The damage that occurred to students in the residential schools has now become a multi-generational legacy, noted Archbishop Hiltz. He added that the church has to also take responsibility for the fact that while it was supposed to stand for “healthy, happy family relations,” it became part of a system that through residential schools “tore family life apart, destroyed families.” Its impact has also gone from generation to generation, he said. “We have a lot to account for in terms of how we hurt many, many people.”

About 180,000 First Nations, Inuit and Métis children attended government-funded residential schools, which were operated by churches across Canada from the late 19th century to 1996. The Anglican Church of Canada administered about three dozen of the 130 schools at various times between 1820 and 1969. In the 1990s, former students came out with stories of physical, emotional, and sexual abuse in these schools; hundreds sued government and churches.

As he sat through the sharing circles and listened to survivors recount stories of pain and abuse, Archbishop Hiltz said, “I felt so ashamed.” The church has not paid enough attention to “repentance for the wrongs we’ve done,” he said, and to issues around “inherent racism that still exists in Canadian society and in the church.”

Archbishop Hiltz said he was “surprised” that churches were given a prominent role in the opening ceremonies. The TRC “gave us an opportunity that they didn’t have to give us…they were very generous in including us to the extent that they did,” he said.

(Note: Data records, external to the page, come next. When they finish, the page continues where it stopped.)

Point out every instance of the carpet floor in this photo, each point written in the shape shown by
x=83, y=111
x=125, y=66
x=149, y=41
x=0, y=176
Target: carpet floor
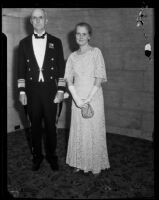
x=131, y=173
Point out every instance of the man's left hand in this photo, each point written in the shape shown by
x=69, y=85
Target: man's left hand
x=59, y=97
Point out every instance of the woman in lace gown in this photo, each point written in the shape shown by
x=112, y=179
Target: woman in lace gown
x=85, y=71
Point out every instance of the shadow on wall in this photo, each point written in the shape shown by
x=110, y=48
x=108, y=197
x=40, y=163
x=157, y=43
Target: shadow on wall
x=73, y=47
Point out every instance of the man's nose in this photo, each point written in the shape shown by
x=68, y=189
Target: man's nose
x=37, y=20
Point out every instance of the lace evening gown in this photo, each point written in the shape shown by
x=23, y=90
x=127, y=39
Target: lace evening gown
x=87, y=146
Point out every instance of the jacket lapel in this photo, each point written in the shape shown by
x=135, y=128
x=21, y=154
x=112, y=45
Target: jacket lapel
x=48, y=51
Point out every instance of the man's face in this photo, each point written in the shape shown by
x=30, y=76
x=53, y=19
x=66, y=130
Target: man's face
x=38, y=20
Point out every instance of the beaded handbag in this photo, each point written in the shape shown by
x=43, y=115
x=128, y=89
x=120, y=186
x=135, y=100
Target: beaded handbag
x=87, y=112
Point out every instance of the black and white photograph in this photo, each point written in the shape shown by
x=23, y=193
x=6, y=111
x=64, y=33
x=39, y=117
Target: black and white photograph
x=80, y=102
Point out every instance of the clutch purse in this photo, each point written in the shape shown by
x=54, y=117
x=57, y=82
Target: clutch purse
x=87, y=112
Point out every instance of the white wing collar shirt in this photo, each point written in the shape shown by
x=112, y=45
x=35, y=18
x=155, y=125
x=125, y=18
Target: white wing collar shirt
x=39, y=47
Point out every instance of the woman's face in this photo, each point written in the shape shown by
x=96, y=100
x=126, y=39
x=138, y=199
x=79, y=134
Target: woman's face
x=82, y=35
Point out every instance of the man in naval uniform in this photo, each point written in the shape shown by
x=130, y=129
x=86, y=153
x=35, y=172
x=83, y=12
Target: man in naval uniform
x=41, y=69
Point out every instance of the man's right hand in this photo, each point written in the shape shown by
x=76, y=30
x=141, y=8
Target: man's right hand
x=23, y=99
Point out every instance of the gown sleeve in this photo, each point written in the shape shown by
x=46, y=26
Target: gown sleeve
x=69, y=72
x=100, y=69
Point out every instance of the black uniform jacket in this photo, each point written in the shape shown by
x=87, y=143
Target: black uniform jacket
x=53, y=66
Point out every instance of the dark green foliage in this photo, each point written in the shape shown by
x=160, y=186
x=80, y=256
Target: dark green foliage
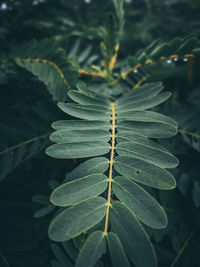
x=109, y=199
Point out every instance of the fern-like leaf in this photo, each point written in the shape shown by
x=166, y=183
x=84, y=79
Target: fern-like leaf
x=104, y=189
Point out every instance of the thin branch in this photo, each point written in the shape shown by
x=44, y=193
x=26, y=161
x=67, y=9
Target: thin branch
x=23, y=143
x=49, y=63
x=84, y=72
x=4, y=259
x=183, y=248
x=189, y=133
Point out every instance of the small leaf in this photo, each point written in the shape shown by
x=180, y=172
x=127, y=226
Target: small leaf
x=145, y=104
x=143, y=172
x=94, y=165
x=147, y=153
x=142, y=204
x=146, y=91
x=116, y=250
x=147, y=116
x=80, y=189
x=77, y=219
x=61, y=256
x=78, y=150
x=92, y=250
x=81, y=125
x=149, y=129
x=73, y=136
x=89, y=112
x=132, y=235
x=84, y=99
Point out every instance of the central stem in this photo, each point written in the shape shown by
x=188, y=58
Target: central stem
x=108, y=204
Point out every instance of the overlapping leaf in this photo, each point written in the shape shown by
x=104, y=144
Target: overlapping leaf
x=101, y=127
x=50, y=64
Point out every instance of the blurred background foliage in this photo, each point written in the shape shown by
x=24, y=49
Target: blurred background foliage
x=27, y=111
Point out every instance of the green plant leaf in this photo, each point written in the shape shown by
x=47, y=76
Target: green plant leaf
x=81, y=125
x=132, y=235
x=142, y=204
x=91, y=112
x=147, y=153
x=77, y=219
x=78, y=150
x=80, y=189
x=91, y=166
x=73, y=136
x=117, y=253
x=86, y=99
x=144, y=173
x=92, y=250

The primate said he is aware that the church has to “work hard at letting people see the significance of the work of the TRC.” The TRC is “just not on the radar screen” of many Canadians, because they think it happened a long time ago, it didn’t happen in their area, and they were not directly responsible for it, he noted.

And yet, he said, “it helps if people understand the nature of what it means to be a nation, what it means to be a church and to have done such wrong to people generation after generation after generation, we simply can’t dismiss that wrong. We have to take responsibility for what we were all a part of.”